Gold lower on strong dollar, Ireland woes

Thursday, 18 November 2010 00:40 -     - {{hitsCtrl.values.hits}}

(Reuters) - Gold edged lower on Wednesday, as mounting fears over Ireland’s fiscal health sparked a strong rally in the dollar, pressuring bullion, while worries about China tightening monetary policy weighed on sentiment.

Euro zone finance ministers agreed on Tuesday to lay the groundwork for bailing out Ireland’s banking sector with the IMF, but said Dublin had to decide itself whether to request the aid.



The dollar hit seven-week highs against the euro as a result.

“In the short term, the Ireland crisis may weigh on gold because it is boosting the dollar,” said Hou Xinqiang, an analyst at Jinrui Futures in China. “But if going forward it spilled over to other nations and caused concerns on the health of the entire euro zone economy, that would help support gold.”

Spot gold fell 0.2 percent to $1,337.41 an ounce by 10:20 p.m. EST, extending a two percent fall in the previous session.

U.S. gold futures remained little changed at $1,337.8.

Gold may head down further to $1,330, or even lower after it broke below a key support level around $1,350, analysts and traders said.

“It (Ireland) is probably an excuse to offload the heavy long positions that have been built in the past couple of months,” said a Hong Kong-based trader.

But uncertainties in the global economic recovery and worries over inflation down the road will continue to attract investors to gold.

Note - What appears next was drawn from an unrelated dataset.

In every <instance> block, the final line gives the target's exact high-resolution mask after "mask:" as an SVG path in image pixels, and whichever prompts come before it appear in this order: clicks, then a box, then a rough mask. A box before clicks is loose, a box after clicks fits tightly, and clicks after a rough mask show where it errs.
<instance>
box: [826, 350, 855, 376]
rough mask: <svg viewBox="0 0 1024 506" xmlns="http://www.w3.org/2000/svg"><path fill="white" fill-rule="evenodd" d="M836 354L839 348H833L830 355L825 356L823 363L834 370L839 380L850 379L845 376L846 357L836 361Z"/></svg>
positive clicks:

“Short-term looks a bit soft, but it still hasn’t derailed the medium- and long-term bullish sentiment. Since the market is heavily one-sided, it won’t be a surprise to see continuous long liquidation and some profit-taking,” the trader said.

The Relative Strength Index on spot gold, used to measure trade interest, fell to 45.029, its lowest since early August. In early October, the RSI hit an 11-year high of 86.246, suggesting the market was well overbought.

CHINA TIGHTENING FEAR

Speculation is mounting that China may step up policy tightening to curb inflation, after October’s reading hit a 25-month high.

“The market has shifted from anticipation on inflation to expectations on measures to fight inflation,” the analyst at Jinrui Futures said. “That’s why we have seen a broad sell-off in commodities.”

Amid talks of an imminent interest rate hike and the government’s pledge to control food price rise, a number of commodities traded on China’s exchanges, including soybean, soyoil, copper and zinc, fell by their daily limit.

The benchmark Shanghai Composite Index .SSEC opened down 1.5 percent on tightening fears, after it slumped to a one-month low in the previous session. .SS

Spot platinum fell to a seven-week low of $1,624, before recovering to $1,629.24.

Spot palladium declined to a two-week low of $630.22.

Platinum group metals are set to continue to thrive in 2011 as a tightening of the metals’ underlying fundamentals keeps sentiment upbeat, metals refiner Johnson Matthey said in a report.